Heat can freeze fluids in the quantum world

An international collaboration between researchers from Denmark, Spain and Austria, which includes the postdoctoral researcher at UPC, Juan Sánchez Baena, as first author, shows that heating does not always melt a solid material. Their discovery reveals how increasing the temperature of an ultracold quantum fluid can trigger its phase transition to a solid state.

At the beginning of springtime, snow and ice start to melt as temperatures rise. This is in line with our common intuition that heat turns a solid into a liquid and eventually vaporizes the formed fluid. A recent discovery, reported in the prestigious journal Nature Communications, now turns this notion upside down and established that heating a fluid can also cause its transformation into a solid state of matter. The considered system, however, is not your ordinary kind of solid and – unlike ice cubes in water – only forms under extreme conditions where effects of quantum mechanics start to play a predominant role.

In fact, the laws of quantum mechanics allow for the emergence of quite unusual forms of matter that defy the simple categorization into solids, fluids and gases. One of such exotic states is the so-called supersolid. In a supersolid, particles arrange themselves to freeze into an ordered state and, yet, at the same time can flow through the formed solid without any friction. This seeming contradiction has fascinated researchers for many decades, dating back to the first conjecture of supersolidity more than 50 years ago. However, scientists only recently found ways to explore these questions in actual experiments. This has become possible through a quantum mechanical version of so-called ferrofluids. They consist of tiny magnetic particles suspended in a carrier fluid. Invented at NASA in the early 60s, these magnetic colloids have numerous surprising properties that have since impacted applications in electronics, mechanical engineering, and other industries. In a quantum ferrofluid, the magnetic particles come in the form of single atoms that carry a large magnetic dipole. In the laboratory, such dipolar quantum fluids are tiny droplets that only contain a few 10.000 atoms, cooled down by laser light to astonishingly low temperatures near absolute zero. Extreme conditions like that can force all the atoms to retreat into a single quantum state and thereby form a so-called Bose Einstein condensate. Quantum mechanically, such a Bose-Einstein  condensate can be thought of as a quantum fluid composed of a single giant wave that can propagate without resistance – a superfluid with a vanishing viscosity. In a dipolar superfluid, the magnetic interaction between the atoms can trigger the emergence of regular patterns in the Bose Einstein condensate. The resulting state corresponds to a supersolid and has been observed a few years ago in a series of ground-breaking experiments.

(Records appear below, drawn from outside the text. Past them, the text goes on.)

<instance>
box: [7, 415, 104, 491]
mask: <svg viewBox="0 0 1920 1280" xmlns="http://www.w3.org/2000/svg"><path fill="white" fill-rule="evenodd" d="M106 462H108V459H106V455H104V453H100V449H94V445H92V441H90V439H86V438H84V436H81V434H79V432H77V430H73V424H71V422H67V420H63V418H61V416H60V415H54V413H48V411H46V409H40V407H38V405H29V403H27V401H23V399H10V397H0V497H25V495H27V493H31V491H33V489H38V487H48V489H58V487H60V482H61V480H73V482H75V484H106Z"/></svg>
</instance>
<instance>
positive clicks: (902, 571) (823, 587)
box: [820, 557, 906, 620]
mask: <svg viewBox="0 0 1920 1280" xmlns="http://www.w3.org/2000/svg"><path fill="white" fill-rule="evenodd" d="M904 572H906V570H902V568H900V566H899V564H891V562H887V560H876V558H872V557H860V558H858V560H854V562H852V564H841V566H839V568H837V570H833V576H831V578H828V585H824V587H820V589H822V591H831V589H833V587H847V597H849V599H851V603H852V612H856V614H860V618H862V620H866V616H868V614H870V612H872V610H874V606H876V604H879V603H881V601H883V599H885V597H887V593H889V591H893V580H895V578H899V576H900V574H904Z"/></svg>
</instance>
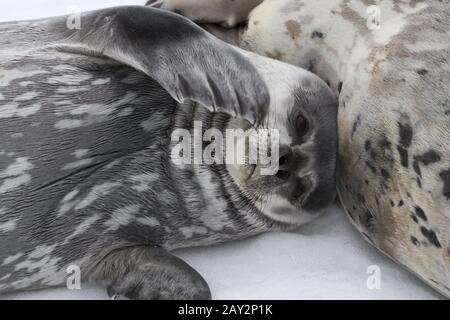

Building on these findings, a collaboration between researchers from Aarhus University, BarcelonaTech, the University of the Balearic Islands, and the University of Innsbruck set out to understand the role that temperature plays in the phenomenology of dipolar supersolids. While most prior measurements were performed at the lowest achievable temperatures, the experiment at the University of Innsbruck has been designed to study the supersolid melting behaviour upon a controlled variation of the temperature. To everyone’s surprise, the data revealed that increasing the temperature could also trigger the formation of a supersolid instead of the anticipated melting into a superfluid. The theory developed by the postdoctoral UPC researcher Juan Sánchez Baena, in collaboration with Professors Thomas Pohl and Fabian Maucher, offered an intuitive  explanation for this seemingly paradoxical behaviour. Raising the temperature usually increases fluctuations in a system and speeds up the thermal motion of particles. If this random motion becomes too large, a material melts or a fluid vaporizes. Raising the temperature of a Bose Einstein condensate also increases fluctuations and propels atoms out of the condensate, which remain part of the quantum fluid. Remarkably, the magnetic interaction of even a small fraction of these expelled atoms can have a dramatic effect on the Bose Einstein condensate and induce the formation of the supersolid phase.

Indeed, the authors’ findings could initiate more detailed investigations into the thermodynamics of dipolar superfluids, which has remained largely unexplored scientific territory until now.